Nel 2017 la combinazione di impoverimento per consumi sanitari e le rinunce totali per motivi economici, ha coinvolto il 5,8% delle famiglie - evidenzia il report - ed è significativamente superiore nel Sud del Paese, 8,3% a fronte del 7,9% dell'anno precedente. Seguono il Centro (5,9% a fronte del 6,4% del 2016) e il Nord (4,1% a fronte del  3,5% del 2016). Calabria e Puglia risultano le Regioni con la maggior incidenza di famiglie che sperimentano situazioni di disagio: rispettivamente il 10,7% ed il 9,0% delle famiglie. All'estremo opposto il Trentino Alto Adige, con il 2,3%.
E ancora: il 77,9% delle famiglie italiane ha speso di tasca propria per consumi sanitari nel 2017 a fronte del 61,8% del 2011. La spesa media delle famiglie è pari 1.867,9 euro, l'incidenza sui consumi complessivi si è ridotta leggermente, passando dal 5,9% del 2011 al 5,6% del 2017. Nell'ultimo anno la spesa per consumi sanitari è cresciuta del 9%, ed è aumentata soprattutto per le famiglie delle fasce più basse e del Mezzogiorno, che hanno contestualmente ridotto i loro consumi totali. Il finanziamento pubblico della spesa sanitaria italiana "si è negli anni ridotto arrivando a raggiungere quello dei Paesi dell'Ue post 1995, ovvero quelli dell'Europa dell'Est. Il finanziamento aggiuntivo di 2 miliardi previsto dalla legge Finanziaria 2019, se gli altri Paesi manterranno i trend dell'ultimo quinquennio, non sarà in grado di invertire le tendenze in atto, seppure mitigherà la crescita del gap con l'Europa occidentale".
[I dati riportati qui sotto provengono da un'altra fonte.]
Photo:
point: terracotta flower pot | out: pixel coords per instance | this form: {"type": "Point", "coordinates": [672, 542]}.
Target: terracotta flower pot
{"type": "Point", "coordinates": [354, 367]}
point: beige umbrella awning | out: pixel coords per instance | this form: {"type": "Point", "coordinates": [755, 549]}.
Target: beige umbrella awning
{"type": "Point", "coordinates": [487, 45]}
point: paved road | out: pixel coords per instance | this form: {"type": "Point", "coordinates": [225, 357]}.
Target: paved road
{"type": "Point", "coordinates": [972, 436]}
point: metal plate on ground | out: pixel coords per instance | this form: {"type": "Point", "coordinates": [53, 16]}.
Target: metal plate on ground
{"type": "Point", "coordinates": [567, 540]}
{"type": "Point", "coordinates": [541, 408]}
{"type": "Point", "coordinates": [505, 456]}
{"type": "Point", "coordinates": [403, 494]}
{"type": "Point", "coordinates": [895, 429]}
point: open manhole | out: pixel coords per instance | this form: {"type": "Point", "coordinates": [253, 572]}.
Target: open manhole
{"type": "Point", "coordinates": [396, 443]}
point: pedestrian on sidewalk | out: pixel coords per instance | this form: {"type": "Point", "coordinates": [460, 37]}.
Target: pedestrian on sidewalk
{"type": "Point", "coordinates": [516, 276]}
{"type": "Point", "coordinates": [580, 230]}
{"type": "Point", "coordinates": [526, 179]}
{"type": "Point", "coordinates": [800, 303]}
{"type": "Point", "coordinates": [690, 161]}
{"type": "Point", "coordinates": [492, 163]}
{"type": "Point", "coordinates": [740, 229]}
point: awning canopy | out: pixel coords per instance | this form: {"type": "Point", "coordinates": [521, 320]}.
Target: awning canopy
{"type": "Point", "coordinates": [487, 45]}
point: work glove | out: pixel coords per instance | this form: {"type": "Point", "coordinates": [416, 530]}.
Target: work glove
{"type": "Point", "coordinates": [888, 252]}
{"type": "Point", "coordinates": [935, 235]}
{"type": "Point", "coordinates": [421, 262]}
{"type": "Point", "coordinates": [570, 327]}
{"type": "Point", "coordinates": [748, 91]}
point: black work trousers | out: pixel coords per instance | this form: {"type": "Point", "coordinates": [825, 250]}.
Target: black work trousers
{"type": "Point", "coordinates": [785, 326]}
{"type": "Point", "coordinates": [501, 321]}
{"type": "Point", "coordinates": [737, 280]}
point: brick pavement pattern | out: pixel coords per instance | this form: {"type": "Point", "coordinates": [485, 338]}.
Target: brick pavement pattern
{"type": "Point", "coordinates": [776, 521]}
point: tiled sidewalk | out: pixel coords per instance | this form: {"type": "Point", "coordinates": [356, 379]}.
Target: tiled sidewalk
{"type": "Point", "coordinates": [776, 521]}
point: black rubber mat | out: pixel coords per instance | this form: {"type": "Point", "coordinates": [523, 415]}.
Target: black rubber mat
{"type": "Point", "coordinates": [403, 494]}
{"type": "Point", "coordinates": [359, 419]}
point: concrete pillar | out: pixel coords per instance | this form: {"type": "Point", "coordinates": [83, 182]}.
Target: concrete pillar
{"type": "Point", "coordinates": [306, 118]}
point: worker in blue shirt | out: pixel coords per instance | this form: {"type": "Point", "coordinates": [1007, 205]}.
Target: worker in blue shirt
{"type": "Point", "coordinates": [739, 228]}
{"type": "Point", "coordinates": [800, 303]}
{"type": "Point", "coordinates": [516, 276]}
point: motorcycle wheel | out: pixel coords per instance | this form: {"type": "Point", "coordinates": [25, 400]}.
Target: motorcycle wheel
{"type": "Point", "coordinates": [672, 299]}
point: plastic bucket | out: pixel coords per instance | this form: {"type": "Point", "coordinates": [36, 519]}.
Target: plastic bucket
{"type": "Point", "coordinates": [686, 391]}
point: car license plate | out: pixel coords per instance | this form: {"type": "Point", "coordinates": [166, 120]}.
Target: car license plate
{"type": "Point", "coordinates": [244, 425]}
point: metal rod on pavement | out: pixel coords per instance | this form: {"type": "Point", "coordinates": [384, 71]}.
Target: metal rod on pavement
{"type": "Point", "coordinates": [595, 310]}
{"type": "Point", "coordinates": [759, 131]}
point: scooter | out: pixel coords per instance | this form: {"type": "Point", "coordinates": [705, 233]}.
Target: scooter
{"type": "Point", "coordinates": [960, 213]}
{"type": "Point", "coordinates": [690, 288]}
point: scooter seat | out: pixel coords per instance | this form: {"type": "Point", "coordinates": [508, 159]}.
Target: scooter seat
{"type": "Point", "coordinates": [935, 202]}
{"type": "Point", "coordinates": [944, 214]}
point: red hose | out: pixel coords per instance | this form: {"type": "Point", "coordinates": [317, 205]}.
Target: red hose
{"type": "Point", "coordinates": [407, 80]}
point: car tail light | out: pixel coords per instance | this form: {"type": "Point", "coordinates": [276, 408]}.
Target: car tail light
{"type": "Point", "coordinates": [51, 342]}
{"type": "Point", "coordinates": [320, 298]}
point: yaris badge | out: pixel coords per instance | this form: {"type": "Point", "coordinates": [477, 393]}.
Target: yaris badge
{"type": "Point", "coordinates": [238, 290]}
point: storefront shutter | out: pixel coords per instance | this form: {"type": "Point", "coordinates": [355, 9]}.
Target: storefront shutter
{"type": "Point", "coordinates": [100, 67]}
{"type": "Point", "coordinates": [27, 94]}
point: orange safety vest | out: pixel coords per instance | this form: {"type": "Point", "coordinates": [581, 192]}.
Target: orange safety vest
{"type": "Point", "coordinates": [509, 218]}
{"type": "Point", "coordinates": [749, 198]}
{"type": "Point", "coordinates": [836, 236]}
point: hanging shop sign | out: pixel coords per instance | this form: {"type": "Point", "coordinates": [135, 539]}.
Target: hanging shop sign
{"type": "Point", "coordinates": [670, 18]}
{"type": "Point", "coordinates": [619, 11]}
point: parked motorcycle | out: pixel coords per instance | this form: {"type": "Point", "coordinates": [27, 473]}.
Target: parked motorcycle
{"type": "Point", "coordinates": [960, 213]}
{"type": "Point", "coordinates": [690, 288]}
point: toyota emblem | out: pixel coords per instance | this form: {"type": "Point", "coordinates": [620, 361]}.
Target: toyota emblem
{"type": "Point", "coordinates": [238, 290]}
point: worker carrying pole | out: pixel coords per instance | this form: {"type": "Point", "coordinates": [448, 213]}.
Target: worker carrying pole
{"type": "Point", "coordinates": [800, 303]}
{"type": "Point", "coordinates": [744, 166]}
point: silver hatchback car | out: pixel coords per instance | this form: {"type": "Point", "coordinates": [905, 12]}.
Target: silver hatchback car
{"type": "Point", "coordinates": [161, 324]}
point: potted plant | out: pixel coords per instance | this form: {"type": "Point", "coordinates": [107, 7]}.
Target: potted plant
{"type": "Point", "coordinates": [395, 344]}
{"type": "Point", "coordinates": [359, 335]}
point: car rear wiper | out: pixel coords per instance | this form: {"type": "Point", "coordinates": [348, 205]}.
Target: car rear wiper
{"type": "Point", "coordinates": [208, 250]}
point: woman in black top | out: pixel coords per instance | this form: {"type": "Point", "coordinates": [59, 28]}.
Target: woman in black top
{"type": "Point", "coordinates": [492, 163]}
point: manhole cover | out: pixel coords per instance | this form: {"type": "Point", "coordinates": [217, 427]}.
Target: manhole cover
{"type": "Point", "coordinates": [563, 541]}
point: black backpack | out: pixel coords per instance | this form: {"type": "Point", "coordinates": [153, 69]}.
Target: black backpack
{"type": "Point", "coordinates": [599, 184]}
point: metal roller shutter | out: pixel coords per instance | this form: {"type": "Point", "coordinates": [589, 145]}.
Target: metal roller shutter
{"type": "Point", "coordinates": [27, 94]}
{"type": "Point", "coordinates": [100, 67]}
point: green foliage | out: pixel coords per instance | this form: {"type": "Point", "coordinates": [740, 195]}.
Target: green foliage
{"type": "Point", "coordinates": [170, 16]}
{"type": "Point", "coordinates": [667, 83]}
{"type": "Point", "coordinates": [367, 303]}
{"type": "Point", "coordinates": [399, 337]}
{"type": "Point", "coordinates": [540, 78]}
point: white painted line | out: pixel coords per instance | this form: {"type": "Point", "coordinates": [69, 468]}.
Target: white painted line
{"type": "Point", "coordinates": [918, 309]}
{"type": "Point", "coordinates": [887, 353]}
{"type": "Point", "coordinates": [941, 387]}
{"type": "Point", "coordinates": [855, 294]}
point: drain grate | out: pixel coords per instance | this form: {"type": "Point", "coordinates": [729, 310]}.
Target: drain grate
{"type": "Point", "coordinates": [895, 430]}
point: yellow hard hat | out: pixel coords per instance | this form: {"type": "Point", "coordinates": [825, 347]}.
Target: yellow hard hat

"Il 'gap' della spesa sanitaria italiana rispetto ai Paesi dell'Europa occidentale continua a crescere e ha raggiunto il 32% nell'ultimo anno - prosegue il rapporto - La crescita media annua della spesa sanitaria in Italia tra il 2000 e il 2018 è stata pari al 2,5%, esattamente un  punto percentuale meno della media (3,5%) degli altri Paesi Eu prima del 1995".